# Roxio Goback



## jefftexas (Nov 11, 2003)

I have only had to use this program a few times in the last couple of years but it has been a lifesaver.

My computer crashed today for some reason and wouldnt reboot correctly. I can just choose to revert the hardrive to an hour ago, or to yesterday or whenever it was working properly. If you had certain files you really needed, it gives you the option of restoring certain files that were lost in the revert process.

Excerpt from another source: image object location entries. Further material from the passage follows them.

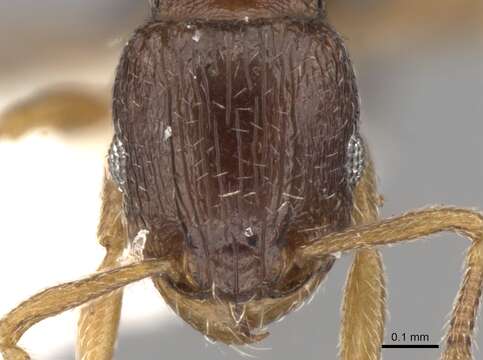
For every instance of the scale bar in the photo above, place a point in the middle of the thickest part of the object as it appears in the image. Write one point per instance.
(384, 346)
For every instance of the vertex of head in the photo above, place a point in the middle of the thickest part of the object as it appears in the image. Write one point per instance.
(235, 9)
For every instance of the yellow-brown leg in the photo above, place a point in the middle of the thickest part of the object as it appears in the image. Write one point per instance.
(363, 309)
(99, 320)
(64, 297)
(415, 225)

http://www.symantec.com/goback/

Jefftexas


----------



## plschwartz (Nov 15, 2000)

Ghost is included in Norton SystemWorks 2003 Professional Edition from about five bucks!
see http://www.pricegrabber.com/search_getprod.php?masterid=616491&zip_code=10014&ut=426ca24eee6c354e


----------



## artchik (Nov 6, 2001)

I agree with Jefftexas. GoBack was the smartest thing I did for my computer. It has saved my bacon many times in the year since I've installed it. I am still a relative newbie at some computer processes, and knowing that I can fix most anything I do to the computer by reverting the hard drive gives me such peace of mind.


----------



## GoJoAGoGo (Dec 26, 2002)

plschwartz:

Thanks for the pricegrabber.com link, lots of good deals there.

:up:


----------



## Rockn (Jul 29, 2001)

Cept for the fact that it slows your puter to a crawl, other than that it's alright. XP has this functionality built in but it seems to slow down the PC in the same way. I prefer having a ghost image of a very basic setup of all my apps I use daily, all files and docs kept on a seperate HDD. If trouble comes knocking just reimage and I am good to go.


----------



## It Wasn't me (Nov 11, 2003)

I have read this thread before and the program GO BACK does interest me but also brings up a question. Can the same thing be achieved in 98 for instance if you boot into DOS and type scanreg/restore (press enter) and you will be presented with the last 5 days of Registry backups, Pick the newest one that will work and press enter?


----------



## Dark Star (Jun 8, 2001)

"GoBack protects you from system crashes, virus damage, failed software installations, even user error, by letting you easily return to a time when your computer worked. 
Once installed, GoBack works transparently and continuously, tracking every move you make that affects your hard drive. You can retrieve specific files or restore your entire hard disk."

I'd say that's accurate.

I found GoBack to work very well with 98se and Win2k. Its accessible during bootup and in Windows... just select from a list of previous times and dates, click once and GoBack does the rest. How far back you can revert depends only on how much room on a HD you are willing to give over to GoBack.... 2 GB of a 20 GB drive is about right. On the downside you do take a hit on resource usage and cpu cycles, but I found it to be good tradeoff.... nothing could be easier or faster. 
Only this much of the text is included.